Saturday 27 August 2011

God and the common people

I once more had an opportunity to give an address at the unitarian church recently. Here's what I said:

I'd like to try something slightly odd this morning - though in many ways it will feel quite familiar. I'd like us to play a kind of game. It's a new game, but one you will be able to pick up very quickly. What we're going to do is pretend that I've heard a message straight from God, and that you're here to hear that message. I know, it's a crazy idea that God would speak to someone like me. You can fill in the details how you like: maybe I had a vision of an angel, or meditated in some arcane way, or the apostle Paul appeared in my cornflakes: whatever. Mad, I know, but please go along with it. Here we go...

One of the most explosive claims we can make about God is that he became one of us - a mixed up, flawed, stressed human being who had to muddle through like the rest of us. As John's Gospel puts it, the Word became meat. One of the common people.

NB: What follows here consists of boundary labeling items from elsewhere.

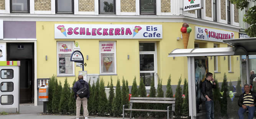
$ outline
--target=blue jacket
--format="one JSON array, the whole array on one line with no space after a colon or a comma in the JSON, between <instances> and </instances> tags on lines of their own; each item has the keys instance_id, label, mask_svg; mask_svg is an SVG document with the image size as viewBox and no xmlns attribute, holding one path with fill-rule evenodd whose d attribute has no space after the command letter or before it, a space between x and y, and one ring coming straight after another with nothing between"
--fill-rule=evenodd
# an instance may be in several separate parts
<instances>
[{"instance_id":1,"label":"blue jacket","mask_svg":"<svg viewBox=\"0 0 256 119\"><path fill-rule=\"evenodd\" d=\"M76 92L77 92L77 91L82 88L84 85L85 85L85 87L86 87L86 88L87 88L89 91L88 95L86 97L87 98L87 99L90 97L90 88L89 88L88 83L83 79L80 79L75 82L74 84L74 86L73 87L73 91L75 93L75 100L77 98L77 96L76 96Z\"/></svg>"}]
</instances>

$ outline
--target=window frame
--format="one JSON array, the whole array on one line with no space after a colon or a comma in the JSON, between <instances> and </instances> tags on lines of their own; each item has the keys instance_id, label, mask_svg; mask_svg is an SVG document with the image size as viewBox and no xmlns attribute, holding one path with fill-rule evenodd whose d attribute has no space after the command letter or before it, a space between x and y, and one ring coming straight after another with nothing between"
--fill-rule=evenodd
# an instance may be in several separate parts
<instances>
[{"instance_id":1,"label":"window frame","mask_svg":"<svg viewBox=\"0 0 256 119\"><path fill-rule=\"evenodd\" d=\"M139 0L139 14L140 15L156 15L156 0L154 0L154 13L141 13L141 0Z\"/></svg>"},{"instance_id":2,"label":"window frame","mask_svg":"<svg viewBox=\"0 0 256 119\"><path fill-rule=\"evenodd\" d=\"M30 13L30 0L27 0L27 5L28 8L28 11L12 11L12 0L10 0L10 13Z\"/></svg>"},{"instance_id":3,"label":"window frame","mask_svg":"<svg viewBox=\"0 0 256 119\"><path fill-rule=\"evenodd\" d=\"M101 44L102 43L113 43L114 46L114 51L109 52L101 52ZM100 41L99 42L99 58L100 61L100 75L117 75L117 41ZM115 58L114 66L114 73L104 73L102 72L101 69L101 54L109 54L114 53L114 58Z\"/></svg>"},{"instance_id":4,"label":"window frame","mask_svg":"<svg viewBox=\"0 0 256 119\"><path fill-rule=\"evenodd\" d=\"M113 8L114 12L113 13L102 13L100 12L100 0L98 0L98 14L116 14L116 0L113 0L114 2L114 5L113 6L113 7L114 7Z\"/></svg>"},{"instance_id":5,"label":"window frame","mask_svg":"<svg viewBox=\"0 0 256 119\"><path fill-rule=\"evenodd\" d=\"M73 63L73 72L71 74L60 74L59 71L59 54L70 54L71 55L72 53L59 53L58 52L58 45L59 43L67 43L67 42L69 42L69 43L72 43L72 48L71 48L72 50L72 52L74 51L73 48L74 48L74 47L75 45L75 43L74 41L57 41L56 42L56 46L57 46L57 48L56 48L56 50L57 50L57 53L56 53L56 55L57 55L57 77L65 77L65 76L75 76L75 62L74 61L72 61L72 63ZM68 59L69 60L69 59ZM70 60L69 60L70 61Z\"/></svg>"},{"instance_id":6,"label":"window frame","mask_svg":"<svg viewBox=\"0 0 256 119\"><path fill-rule=\"evenodd\" d=\"M71 0L72 12L58 12L58 0L55 0L55 13L56 14L74 14L74 0Z\"/></svg>"}]
</instances>

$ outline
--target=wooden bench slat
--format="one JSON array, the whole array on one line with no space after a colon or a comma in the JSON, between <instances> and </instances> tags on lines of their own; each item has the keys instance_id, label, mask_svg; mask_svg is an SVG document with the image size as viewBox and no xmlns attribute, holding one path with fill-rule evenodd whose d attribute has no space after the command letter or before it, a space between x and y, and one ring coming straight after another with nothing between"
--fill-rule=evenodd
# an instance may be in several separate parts
<instances>
[{"instance_id":1,"label":"wooden bench slat","mask_svg":"<svg viewBox=\"0 0 256 119\"><path fill-rule=\"evenodd\" d=\"M125 111L153 111L159 112L167 112L167 110L156 110L156 109L125 109ZM169 110L169 111L171 110Z\"/></svg>"},{"instance_id":2,"label":"wooden bench slat","mask_svg":"<svg viewBox=\"0 0 256 119\"><path fill-rule=\"evenodd\" d=\"M151 98L151 97L131 97L131 100L175 100L174 98Z\"/></svg>"},{"instance_id":3,"label":"wooden bench slat","mask_svg":"<svg viewBox=\"0 0 256 119\"><path fill-rule=\"evenodd\" d=\"M175 104L174 101L130 100L130 103Z\"/></svg>"}]
</instances>

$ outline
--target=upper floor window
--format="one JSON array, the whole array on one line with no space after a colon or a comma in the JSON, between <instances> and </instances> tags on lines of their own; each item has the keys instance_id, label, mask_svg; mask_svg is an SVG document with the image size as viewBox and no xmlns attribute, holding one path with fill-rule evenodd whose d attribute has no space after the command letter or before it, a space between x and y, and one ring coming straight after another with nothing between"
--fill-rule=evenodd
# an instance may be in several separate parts
<instances>
[{"instance_id":1,"label":"upper floor window","mask_svg":"<svg viewBox=\"0 0 256 119\"><path fill-rule=\"evenodd\" d=\"M11 13L30 13L30 1L29 0L10 0Z\"/></svg>"},{"instance_id":2,"label":"upper floor window","mask_svg":"<svg viewBox=\"0 0 256 119\"><path fill-rule=\"evenodd\" d=\"M74 14L74 0L55 0L56 13Z\"/></svg>"},{"instance_id":3,"label":"upper floor window","mask_svg":"<svg viewBox=\"0 0 256 119\"><path fill-rule=\"evenodd\" d=\"M213 21L217 21L217 0L213 0Z\"/></svg>"},{"instance_id":4,"label":"upper floor window","mask_svg":"<svg viewBox=\"0 0 256 119\"><path fill-rule=\"evenodd\" d=\"M115 0L99 0L98 3L100 14L115 14Z\"/></svg>"},{"instance_id":5,"label":"upper floor window","mask_svg":"<svg viewBox=\"0 0 256 119\"><path fill-rule=\"evenodd\" d=\"M230 2L229 0L226 0L226 5L228 24L230 24Z\"/></svg>"},{"instance_id":6,"label":"upper floor window","mask_svg":"<svg viewBox=\"0 0 256 119\"><path fill-rule=\"evenodd\" d=\"M156 0L140 0L141 14L156 14Z\"/></svg>"}]
</instances>

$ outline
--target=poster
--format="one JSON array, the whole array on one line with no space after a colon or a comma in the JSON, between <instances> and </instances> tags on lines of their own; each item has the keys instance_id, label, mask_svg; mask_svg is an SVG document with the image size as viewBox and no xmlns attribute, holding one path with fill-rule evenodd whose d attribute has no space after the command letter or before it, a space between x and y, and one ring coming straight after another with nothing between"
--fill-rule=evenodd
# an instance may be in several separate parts
<instances>
[{"instance_id":1,"label":"poster","mask_svg":"<svg viewBox=\"0 0 256 119\"><path fill-rule=\"evenodd\" d=\"M59 54L59 73L73 73L73 63L70 61L71 54Z\"/></svg>"},{"instance_id":2,"label":"poster","mask_svg":"<svg viewBox=\"0 0 256 119\"><path fill-rule=\"evenodd\" d=\"M115 73L114 53L104 53L101 55L102 72Z\"/></svg>"},{"instance_id":3,"label":"poster","mask_svg":"<svg viewBox=\"0 0 256 119\"><path fill-rule=\"evenodd\" d=\"M205 105L201 102L200 85L204 81L208 72L208 59L207 57L195 57L195 80L196 95L197 113L205 111Z\"/></svg>"}]
</instances>

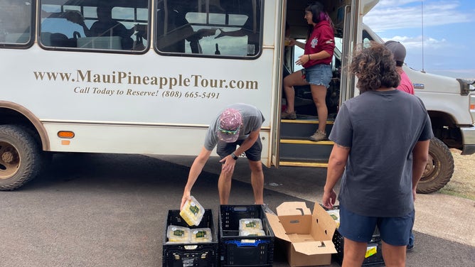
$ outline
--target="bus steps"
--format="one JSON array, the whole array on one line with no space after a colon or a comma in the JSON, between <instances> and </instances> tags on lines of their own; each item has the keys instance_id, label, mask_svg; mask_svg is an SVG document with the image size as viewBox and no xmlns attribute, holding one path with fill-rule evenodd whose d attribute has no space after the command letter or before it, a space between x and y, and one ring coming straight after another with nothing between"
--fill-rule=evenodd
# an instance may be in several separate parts
<instances>
[{"instance_id":1,"label":"bus steps","mask_svg":"<svg viewBox=\"0 0 475 267\"><path fill-rule=\"evenodd\" d=\"M282 120L280 127L280 166L326 168L333 148L331 141L313 141L309 137L318 129L317 119ZM327 121L327 136L333 121Z\"/></svg>"}]
</instances>

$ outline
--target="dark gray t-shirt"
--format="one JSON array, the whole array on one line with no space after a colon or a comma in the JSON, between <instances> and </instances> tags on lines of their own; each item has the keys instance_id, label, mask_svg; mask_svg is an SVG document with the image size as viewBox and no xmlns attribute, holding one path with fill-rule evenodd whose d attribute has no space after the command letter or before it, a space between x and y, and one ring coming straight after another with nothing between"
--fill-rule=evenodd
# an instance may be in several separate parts
<instances>
[{"instance_id":1,"label":"dark gray t-shirt","mask_svg":"<svg viewBox=\"0 0 475 267\"><path fill-rule=\"evenodd\" d=\"M264 116L261 111L255 107L247 104L238 103L233 104L226 107L220 113L210 124L205 138L205 148L208 151L212 151L219 138L216 134L218 131L218 126L219 125L219 117L224 109L238 109L242 116L242 126L239 130L239 138L238 140L244 140L247 138L251 131L259 130L265 121Z\"/></svg>"},{"instance_id":2,"label":"dark gray t-shirt","mask_svg":"<svg viewBox=\"0 0 475 267\"><path fill-rule=\"evenodd\" d=\"M399 90L368 91L340 108L329 138L350 147L338 200L370 217L414 209L412 149L433 137L422 101Z\"/></svg>"}]
</instances>

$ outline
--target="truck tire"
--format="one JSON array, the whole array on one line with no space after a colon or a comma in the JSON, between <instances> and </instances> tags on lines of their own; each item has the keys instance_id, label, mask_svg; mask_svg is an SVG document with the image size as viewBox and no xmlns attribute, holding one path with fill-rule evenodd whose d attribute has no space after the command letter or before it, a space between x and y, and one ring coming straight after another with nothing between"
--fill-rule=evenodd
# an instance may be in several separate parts
<instances>
[{"instance_id":1,"label":"truck tire","mask_svg":"<svg viewBox=\"0 0 475 267\"><path fill-rule=\"evenodd\" d=\"M0 190L13 190L34 178L43 165L39 143L17 125L0 125Z\"/></svg>"},{"instance_id":2,"label":"truck tire","mask_svg":"<svg viewBox=\"0 0 475 267\"><path fill-rule=\"evenodd\" d=\"M417 184L418 193L436 192L450 181L454 174L454 157L449 148L437 138L430 141L429 160Z\"/></svg>"}]
</instances>

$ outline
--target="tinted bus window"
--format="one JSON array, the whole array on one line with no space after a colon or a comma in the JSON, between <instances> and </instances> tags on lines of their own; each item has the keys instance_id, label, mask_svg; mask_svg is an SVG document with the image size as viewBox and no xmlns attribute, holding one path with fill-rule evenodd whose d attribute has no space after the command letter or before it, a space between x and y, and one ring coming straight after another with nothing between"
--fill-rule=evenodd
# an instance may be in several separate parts
<instances>
[{"instance_id":1,"label":"tinted bus window","mask_svg":"<svg viewBox=\"0 0 475 267\"><path fill-rule=\"evenodd\" d=\"M156 49L164 53L255 56L262 1L159 0Z\"/></svg>"},{"instance_id":2,"label":"tinted bus window","mask_svg":"<svg viewBox=\"0 0 475 267\"><path fill-rule=\"evenodd\" d=\"M45 0L41 9L45 47L132 51L147 45L148 1Z\"/></svg>"},{"instance_id":3,"label":"tinted bus window","mask_svg":"<svg viewBox=\"0 0 475 267\"><path fill-rule=\"evenodd\" d=\"M26 44L31 38L31 1L0 1L0 43Z\"/></svg>"}]
</instances>

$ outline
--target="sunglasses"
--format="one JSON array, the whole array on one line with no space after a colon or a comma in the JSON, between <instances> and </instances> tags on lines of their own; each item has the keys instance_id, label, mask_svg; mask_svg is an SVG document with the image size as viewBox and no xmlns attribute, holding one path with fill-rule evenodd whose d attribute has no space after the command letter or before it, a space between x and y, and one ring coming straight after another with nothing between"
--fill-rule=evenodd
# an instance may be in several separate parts
<instances>
[{"instance_id":1,"label":"sunglasses","mask_svg":"<svg viewBox=\"0 0 475 267\"><path fill-rule=\"evenodd\" d=\"M223 129L220 126L218 126L218 129L223 134L236 134L238 131L239 131L239 127L236 129L235 130L231 131L231 130L226 130Z\"/></svg>"}]
</instances>

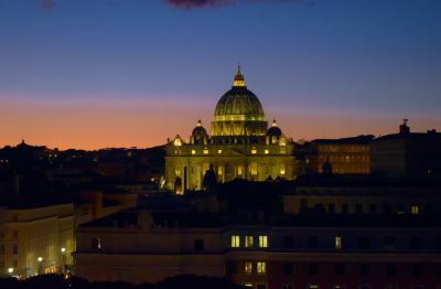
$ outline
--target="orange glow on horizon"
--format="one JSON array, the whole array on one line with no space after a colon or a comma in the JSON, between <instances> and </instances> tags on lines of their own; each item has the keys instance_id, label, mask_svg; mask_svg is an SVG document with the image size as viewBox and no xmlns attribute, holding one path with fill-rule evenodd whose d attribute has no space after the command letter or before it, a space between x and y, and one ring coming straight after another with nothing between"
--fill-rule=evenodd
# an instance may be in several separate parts
<instances>
[{"instance_id":1,"label":"orange glow on horizon","mask_svg":"<svg viewBox=\"0 0 441 289\"><path fill-rule=\"evenodd\" d=\"M0 107L0 146L29 144L58 149L148 148L180 135L186 140L197 120L209 131L215 100L192 104L158 101L3 101ZM400 118L366 115L331 115L321 111L284 111L270 107L283 133L293 140L342 138L398 131ZM410 117L412 131L441 126L440 120Z\"/></svg>"}]
</instances>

To help us see just how incredible that is, let's look at the song of that name: `Common people', by Pulp. I guess a few of you will remember it. It starts by recounting how the singer (Jarvis Cocker) was in a bar and getting to know a young lady from a wealthy background. She explained that she hoped to experience a more `common' life, saying (I won't sing it, you'll be glad to hear) I want to live like common people. I want to do whatever common people do. I want to sleep with common people (well, it is a pop song). I want to sleep with common people like you.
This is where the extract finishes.